I’m horrified of this beast to the point that I now refuse to open the cage door wide enough to insert a medley of veggies and fruit, leaving that chore up to The Spouse. Last time I opened the door to feed, she charged at me wildly (the lizard, not The Spouse), giving me only a split second to slam the thing shut as I let out an audible little-girl screech, my heart racing. No more of that — I refuse to allow my manner of death to be an iguana slashing my throat with a hundred serrated, crystalline-like denticles.
Yet The Spouse, who gets along just fine with the lizard, refuses to allow her relocation to, say, the basement or her own craft room. She remains adamant that Zori is only bluffing me, that she really just wants my affection — nay, I say; she really wants my blood.
The real tail whip to the face is that, in my failing to research a pet before committing to ownership, The Spouse informed me that iguanas can live to be 25 years old.

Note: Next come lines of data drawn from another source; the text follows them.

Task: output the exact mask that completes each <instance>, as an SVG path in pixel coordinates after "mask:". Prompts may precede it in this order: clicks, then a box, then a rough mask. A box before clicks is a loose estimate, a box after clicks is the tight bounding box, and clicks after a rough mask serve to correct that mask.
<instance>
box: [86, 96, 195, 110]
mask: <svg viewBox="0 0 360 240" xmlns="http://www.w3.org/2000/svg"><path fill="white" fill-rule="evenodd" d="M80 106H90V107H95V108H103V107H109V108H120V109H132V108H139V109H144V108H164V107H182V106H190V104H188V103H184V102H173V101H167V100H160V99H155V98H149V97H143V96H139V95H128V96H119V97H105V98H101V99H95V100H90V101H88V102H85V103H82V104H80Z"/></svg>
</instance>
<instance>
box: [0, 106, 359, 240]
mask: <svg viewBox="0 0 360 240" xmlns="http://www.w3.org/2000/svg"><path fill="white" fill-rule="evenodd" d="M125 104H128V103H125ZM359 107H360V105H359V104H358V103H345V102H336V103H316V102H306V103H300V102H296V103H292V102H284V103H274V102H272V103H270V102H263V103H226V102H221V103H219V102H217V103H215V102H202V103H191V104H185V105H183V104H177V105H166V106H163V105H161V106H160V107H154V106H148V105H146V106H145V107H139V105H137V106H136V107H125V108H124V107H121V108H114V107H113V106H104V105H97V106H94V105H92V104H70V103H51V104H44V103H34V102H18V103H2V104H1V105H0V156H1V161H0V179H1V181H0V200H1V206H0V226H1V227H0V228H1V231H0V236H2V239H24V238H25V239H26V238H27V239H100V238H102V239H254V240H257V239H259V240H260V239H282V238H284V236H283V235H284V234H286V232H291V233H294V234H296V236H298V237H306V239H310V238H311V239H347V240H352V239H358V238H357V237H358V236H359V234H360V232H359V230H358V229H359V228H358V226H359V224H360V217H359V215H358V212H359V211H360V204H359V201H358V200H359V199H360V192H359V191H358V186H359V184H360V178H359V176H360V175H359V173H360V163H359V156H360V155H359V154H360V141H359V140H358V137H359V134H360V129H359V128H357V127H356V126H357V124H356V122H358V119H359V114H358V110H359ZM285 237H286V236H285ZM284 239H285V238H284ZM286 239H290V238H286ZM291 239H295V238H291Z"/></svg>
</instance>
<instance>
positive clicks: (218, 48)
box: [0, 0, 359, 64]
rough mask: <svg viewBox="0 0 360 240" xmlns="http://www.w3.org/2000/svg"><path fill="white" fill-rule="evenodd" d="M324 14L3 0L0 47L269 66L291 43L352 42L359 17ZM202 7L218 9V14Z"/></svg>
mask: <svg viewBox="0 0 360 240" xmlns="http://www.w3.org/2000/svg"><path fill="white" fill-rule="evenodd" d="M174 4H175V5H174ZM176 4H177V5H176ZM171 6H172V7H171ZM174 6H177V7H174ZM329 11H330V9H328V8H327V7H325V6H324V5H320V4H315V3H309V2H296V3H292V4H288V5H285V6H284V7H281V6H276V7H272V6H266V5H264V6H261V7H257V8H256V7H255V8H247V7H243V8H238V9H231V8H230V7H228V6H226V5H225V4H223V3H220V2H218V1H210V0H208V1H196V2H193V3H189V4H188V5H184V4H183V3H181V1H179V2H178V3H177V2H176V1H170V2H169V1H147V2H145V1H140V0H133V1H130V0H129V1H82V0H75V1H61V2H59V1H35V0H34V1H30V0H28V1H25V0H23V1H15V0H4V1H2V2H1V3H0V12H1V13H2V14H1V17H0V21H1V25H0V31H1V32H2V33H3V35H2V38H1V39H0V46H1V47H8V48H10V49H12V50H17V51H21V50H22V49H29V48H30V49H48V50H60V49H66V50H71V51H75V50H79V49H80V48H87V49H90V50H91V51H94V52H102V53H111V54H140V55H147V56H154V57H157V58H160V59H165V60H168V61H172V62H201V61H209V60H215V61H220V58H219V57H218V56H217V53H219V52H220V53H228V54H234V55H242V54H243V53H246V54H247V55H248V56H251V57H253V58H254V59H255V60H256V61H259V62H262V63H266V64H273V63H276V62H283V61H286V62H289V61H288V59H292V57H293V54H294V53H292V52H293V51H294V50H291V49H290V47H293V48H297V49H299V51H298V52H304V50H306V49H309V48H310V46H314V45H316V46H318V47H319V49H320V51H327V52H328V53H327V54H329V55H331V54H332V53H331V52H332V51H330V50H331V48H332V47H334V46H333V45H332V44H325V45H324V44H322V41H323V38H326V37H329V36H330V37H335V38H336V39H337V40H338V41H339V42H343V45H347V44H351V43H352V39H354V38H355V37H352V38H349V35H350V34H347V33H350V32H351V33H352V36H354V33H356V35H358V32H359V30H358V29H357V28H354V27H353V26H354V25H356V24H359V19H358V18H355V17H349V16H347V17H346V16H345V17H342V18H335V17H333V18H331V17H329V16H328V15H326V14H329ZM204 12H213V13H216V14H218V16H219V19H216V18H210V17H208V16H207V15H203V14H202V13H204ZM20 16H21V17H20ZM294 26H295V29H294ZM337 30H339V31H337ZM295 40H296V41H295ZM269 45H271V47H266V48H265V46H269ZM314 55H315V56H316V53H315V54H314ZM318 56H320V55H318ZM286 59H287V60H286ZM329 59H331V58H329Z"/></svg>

We’ve had this (expletive) thing for five (expletive) years now. (Insert the That 70s Show scene where Red Foreman, upon taking in Hyde, back to the camera, shouts a string of skyward, bleeped expletives.)
Zori is creating a toxic work environment, but I’m not beyond going tit for tat with a lizard. Methinks it’s high time the office TV is turned to a loop of YouTube videos devoted to hunting wild iguanas in Florida.
One thing is certain: Next year, Momma’s getting a vacuum cleaner for Mother’s Day — perhaps one that will last a quarter century.